Finding the Term Independent of 'x' A term is considered "independent of x" if the variable 'x' does not appear in it. Mathematically, this means the exponent of 'x' in that term must be zero.

From our general term $T_{r+1}$, the exponent of $x$ is $10-2r$. We set this exponent to $0$: $10 - 2r = 0$ Solving this linear equation for $r$: $2r = 10$ $r = 5$ This tells us that the term independent of 'x' is the $(5+1)^{th}$ term, which is the $6^{th}$ term ($T_6$) in the expansion.

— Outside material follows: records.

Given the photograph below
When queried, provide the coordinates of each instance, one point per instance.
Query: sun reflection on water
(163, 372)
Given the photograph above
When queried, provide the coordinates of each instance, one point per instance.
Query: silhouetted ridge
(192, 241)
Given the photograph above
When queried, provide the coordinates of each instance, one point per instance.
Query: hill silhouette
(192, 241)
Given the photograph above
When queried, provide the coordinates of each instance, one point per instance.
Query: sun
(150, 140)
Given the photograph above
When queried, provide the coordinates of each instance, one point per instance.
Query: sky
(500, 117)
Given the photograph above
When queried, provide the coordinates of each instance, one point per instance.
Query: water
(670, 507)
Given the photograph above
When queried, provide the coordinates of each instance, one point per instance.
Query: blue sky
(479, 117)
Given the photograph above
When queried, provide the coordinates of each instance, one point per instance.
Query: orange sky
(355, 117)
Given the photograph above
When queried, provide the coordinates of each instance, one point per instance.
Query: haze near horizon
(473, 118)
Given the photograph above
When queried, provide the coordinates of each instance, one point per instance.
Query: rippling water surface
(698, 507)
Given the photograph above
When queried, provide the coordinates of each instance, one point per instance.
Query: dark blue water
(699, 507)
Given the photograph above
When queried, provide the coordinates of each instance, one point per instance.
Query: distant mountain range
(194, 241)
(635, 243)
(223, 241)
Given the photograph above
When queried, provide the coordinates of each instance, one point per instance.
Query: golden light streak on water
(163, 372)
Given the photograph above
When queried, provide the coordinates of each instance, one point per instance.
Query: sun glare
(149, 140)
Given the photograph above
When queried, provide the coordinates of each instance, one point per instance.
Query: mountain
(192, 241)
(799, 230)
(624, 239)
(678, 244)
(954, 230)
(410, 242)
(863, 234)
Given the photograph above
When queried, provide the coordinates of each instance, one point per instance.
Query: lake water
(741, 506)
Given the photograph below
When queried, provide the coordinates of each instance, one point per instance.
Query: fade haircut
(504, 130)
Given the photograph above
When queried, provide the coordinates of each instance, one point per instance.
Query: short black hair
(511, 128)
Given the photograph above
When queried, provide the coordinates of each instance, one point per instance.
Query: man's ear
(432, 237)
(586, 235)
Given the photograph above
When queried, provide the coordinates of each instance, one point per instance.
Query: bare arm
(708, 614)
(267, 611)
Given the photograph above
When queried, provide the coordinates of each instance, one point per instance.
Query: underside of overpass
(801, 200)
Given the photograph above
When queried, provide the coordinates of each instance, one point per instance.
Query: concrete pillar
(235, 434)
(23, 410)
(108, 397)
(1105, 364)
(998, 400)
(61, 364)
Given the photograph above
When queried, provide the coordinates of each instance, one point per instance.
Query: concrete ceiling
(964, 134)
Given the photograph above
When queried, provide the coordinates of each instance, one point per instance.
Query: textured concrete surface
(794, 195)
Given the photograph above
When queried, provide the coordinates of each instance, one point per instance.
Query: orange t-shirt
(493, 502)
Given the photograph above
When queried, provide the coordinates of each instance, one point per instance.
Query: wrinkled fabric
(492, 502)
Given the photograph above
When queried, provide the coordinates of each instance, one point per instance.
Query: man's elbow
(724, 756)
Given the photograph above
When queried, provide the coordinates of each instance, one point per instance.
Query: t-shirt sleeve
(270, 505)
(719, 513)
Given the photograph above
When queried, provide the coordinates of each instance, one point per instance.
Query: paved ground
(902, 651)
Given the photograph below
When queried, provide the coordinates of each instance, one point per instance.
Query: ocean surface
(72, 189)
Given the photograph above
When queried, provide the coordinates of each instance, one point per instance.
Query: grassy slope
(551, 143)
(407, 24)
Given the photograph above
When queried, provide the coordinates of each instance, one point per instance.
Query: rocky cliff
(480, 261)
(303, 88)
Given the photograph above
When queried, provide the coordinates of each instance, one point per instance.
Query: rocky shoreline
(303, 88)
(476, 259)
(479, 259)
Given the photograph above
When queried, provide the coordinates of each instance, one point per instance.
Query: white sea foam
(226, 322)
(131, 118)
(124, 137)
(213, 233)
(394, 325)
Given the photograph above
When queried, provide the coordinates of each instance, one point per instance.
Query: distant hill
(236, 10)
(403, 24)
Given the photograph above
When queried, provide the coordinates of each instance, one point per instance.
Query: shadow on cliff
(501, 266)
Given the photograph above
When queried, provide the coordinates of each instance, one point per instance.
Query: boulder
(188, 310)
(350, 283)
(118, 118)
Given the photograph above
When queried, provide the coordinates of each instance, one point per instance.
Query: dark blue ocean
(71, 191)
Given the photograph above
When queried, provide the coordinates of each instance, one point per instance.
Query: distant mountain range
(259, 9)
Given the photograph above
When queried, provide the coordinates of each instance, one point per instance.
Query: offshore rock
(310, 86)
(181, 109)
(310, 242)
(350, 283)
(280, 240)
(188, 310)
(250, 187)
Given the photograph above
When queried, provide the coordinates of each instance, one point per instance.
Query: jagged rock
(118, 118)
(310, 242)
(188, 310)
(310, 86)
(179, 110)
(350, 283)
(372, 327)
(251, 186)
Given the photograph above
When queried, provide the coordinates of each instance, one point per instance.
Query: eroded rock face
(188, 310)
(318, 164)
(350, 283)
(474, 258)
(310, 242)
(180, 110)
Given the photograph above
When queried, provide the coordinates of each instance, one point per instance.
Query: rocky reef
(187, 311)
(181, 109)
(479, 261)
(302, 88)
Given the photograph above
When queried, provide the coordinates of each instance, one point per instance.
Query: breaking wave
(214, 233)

Calculating and Simplifying the Term Now, we substitute $r=5$ back into the expression for $T_{r+1}$ (specifically, the part without 'x'): $T_6 = \binom{10}{5} a^5 (\sin \alpha)^{10-5} (\cos \alpha)^5$ $T_6 = \binom{10}{5} a^5 \sin^5 \alpha \cos^5 \alpha$ To further simplify this expression, we utilize the trigonometric identity for the sine of a double angle: $\sin 2\alpha = 2\sin\alpha \cos\alpha$. From this, we can express $\sin\alpha \cos\alpha$ as $\frac{\sin 2\alpha}{2}$. Therefore, $(\sin\alpha \cos\alpha)^5 = \left(\frac{\sin 2\alpha}{2}\right)^5 = \frac{(\sin 2\alpha)^5}{2^5} = \frac{(\sin 2\alpha)^5}{32}$. Substituting this back into the expression for $T_6$: $T_6 = \binom{10}{5} a^5 \frac{(\sin 2\alpha)^5}{32}$

Determining the Greatest Value and Solving for 'a' The problem states that the greatest value of this term independent of 'x' is $\frac{10!}{(5!)^2}$. We recognize that $\frac{10!}{(5!)^2}$ is the definition of the binomial coefficient $\binom{10}{5}$. So, the given greatest value of $T_6$ is $\binom{10}{5}$.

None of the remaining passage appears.